Below approach i have used to extract images from pdf. But sub type is always giving null. I am working with iText7 library which is new version. If any body worked with new library please give suggestions.

    public static string ExtractImageFromPDF(string sourcePdf)
    {            
        PdfReader reader = new PdfReader(sourcePdf);
        try
        {
            PdfDocument document = new PdfDocument(reader);

            for (int pageNumber = 1; pageNumber <= document.GetNumberOfPages(); pageNumber++)
            {
                PdfDictionary obj = (PdfDictionary)document.GetPdfObject(pageNumber);

                if (obj != null && obj.IsStream())
                {
                    PdfDictionary pd = (PdfDictionary)obj;
                    if (pd.ContainsKey(PdfName.Subtype) && pd.Get(PdfName.Subtype).ToString() == "/Image")
                    {
                        string filter = pd.Get(PdfName.Filter).ToString();
                        string width = pd.Get(PdfName.Width).ToString();
                        string height = pd.Get(PdfName.Height).ToString();
                        string bpp = pd.Get(PdfName.BitsPerComponent).ToString();
                        string extent = ".";
                        byte[] img = null;
                        switch (filter)
                        {
                            case "/FlateDecode":
                                byte[] arr = FlateDecodeFilter.FlateDecode(null, true);
                                Bitmap bmp = new Bitmap(Int32.Parse(width), Int32.Parse(height), PixelFormat.Format24bppRgb);
                                BitmapData bmd = bmp.LockBits(new Rectangle(0, 0, Int32.Parse(width), Int32.Parse(height)), ImageLockMode.WriteOnly,
                                    PixelFormat.Format24bppRgb);
                                Marshal.Copy(arr, 0, bmd.Scan0, arr.Length);
                                bmp.UnlockBits(bmd);
                                bmp.Save("d:\\pdf\\bmp1.png", ImageFormat.Png);
                                break;
                            case "/CCITTFaxDecode":
                                break;
                            default:
                                break;
                        }
                    }
                }
            }
        }
        catch
        {
            throw;
        }
        return "";
    }
2
"it is returning null" nothing in the code you've posted returns null. - Ian Kemp
Sorry, sub type is always coming as null value. - sainath sagar
You mean pd.Get(PdfName.Subtype).ToString() == null? - Ian Kemp
Yes, it is giving null. - sainath sagar
the correct is document.GetPdfObject(objectNumber), not document.GetPdfObject(pageNumber) - Tomex Ou

2 Answers

0
votes

When you use Quickwatch on the pd value, what do you see is in there? The documentation of the iText 7 states is a dictionary, so perhaps you can check which types are available and find the appropriate field that you're looking for.

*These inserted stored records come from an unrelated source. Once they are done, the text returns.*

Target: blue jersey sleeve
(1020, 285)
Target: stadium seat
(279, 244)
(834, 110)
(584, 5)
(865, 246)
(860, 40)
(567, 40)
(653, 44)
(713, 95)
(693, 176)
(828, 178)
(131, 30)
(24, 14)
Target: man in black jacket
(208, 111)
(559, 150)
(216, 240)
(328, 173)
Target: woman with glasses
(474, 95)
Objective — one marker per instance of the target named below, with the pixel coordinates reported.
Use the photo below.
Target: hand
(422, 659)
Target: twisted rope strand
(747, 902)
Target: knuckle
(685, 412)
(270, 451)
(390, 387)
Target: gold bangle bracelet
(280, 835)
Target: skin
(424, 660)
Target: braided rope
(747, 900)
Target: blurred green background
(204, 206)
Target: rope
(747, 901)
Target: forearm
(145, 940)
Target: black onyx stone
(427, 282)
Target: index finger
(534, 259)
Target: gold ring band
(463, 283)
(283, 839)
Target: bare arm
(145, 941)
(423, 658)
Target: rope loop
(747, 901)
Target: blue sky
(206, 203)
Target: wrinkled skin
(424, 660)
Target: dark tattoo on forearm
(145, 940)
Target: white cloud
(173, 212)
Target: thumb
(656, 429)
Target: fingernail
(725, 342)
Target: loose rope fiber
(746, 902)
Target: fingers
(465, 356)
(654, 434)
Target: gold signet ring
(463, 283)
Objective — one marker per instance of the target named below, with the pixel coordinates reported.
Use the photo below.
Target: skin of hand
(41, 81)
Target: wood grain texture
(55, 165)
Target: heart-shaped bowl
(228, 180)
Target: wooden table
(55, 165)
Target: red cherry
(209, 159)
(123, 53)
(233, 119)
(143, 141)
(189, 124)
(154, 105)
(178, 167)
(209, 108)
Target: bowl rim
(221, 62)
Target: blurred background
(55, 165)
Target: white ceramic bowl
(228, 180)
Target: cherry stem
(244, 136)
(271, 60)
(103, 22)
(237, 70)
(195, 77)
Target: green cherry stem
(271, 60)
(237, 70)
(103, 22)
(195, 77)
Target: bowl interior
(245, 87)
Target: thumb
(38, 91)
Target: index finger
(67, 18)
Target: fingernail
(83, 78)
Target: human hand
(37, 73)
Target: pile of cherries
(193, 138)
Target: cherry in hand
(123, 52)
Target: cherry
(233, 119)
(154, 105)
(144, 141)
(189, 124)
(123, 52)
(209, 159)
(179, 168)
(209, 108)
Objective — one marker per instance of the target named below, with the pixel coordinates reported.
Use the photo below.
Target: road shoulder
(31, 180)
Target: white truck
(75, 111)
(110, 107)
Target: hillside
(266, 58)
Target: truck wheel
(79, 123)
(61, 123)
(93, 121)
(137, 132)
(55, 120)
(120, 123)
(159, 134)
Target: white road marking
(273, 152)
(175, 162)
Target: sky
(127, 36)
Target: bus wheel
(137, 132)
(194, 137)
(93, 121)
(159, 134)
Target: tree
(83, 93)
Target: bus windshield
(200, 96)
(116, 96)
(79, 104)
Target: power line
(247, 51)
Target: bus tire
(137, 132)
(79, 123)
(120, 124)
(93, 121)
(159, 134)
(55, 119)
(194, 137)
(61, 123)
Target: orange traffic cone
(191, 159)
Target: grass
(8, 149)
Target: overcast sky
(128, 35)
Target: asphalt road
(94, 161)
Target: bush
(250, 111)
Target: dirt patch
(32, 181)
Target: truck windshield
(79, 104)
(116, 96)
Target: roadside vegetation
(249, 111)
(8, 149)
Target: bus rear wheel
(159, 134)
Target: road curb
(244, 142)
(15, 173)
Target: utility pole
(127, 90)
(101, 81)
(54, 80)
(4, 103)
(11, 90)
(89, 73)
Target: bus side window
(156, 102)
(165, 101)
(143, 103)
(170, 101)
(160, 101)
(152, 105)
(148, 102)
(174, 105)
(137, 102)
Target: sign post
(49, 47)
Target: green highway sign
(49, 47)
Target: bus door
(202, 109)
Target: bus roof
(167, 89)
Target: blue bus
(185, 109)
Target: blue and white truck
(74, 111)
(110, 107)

PdfDictionary pd = (PdfDictionary)obj;

Documentation can be found overhere: https://api.itextpdf.com/iText7/dotnet/7.1.8/classi_text_1_1_kernel_1_1_pdf_1_1_pdf_dictionary.html

0
votes

The idea of your approach is to check every indirect object in it whether it is an image XObject and extract the contained image data therein if it is.

Actually, though, you only iterate over the values 1..document.GetNumberOfPages() as object numbers, i.e. only over a fraction of the indirect objects of your document!

Indeed, there are more indirect objects in a PDF than there are pages, usually very many more.

Thus, iterate instead up to document.GetNumberOfPdfObjects()-1.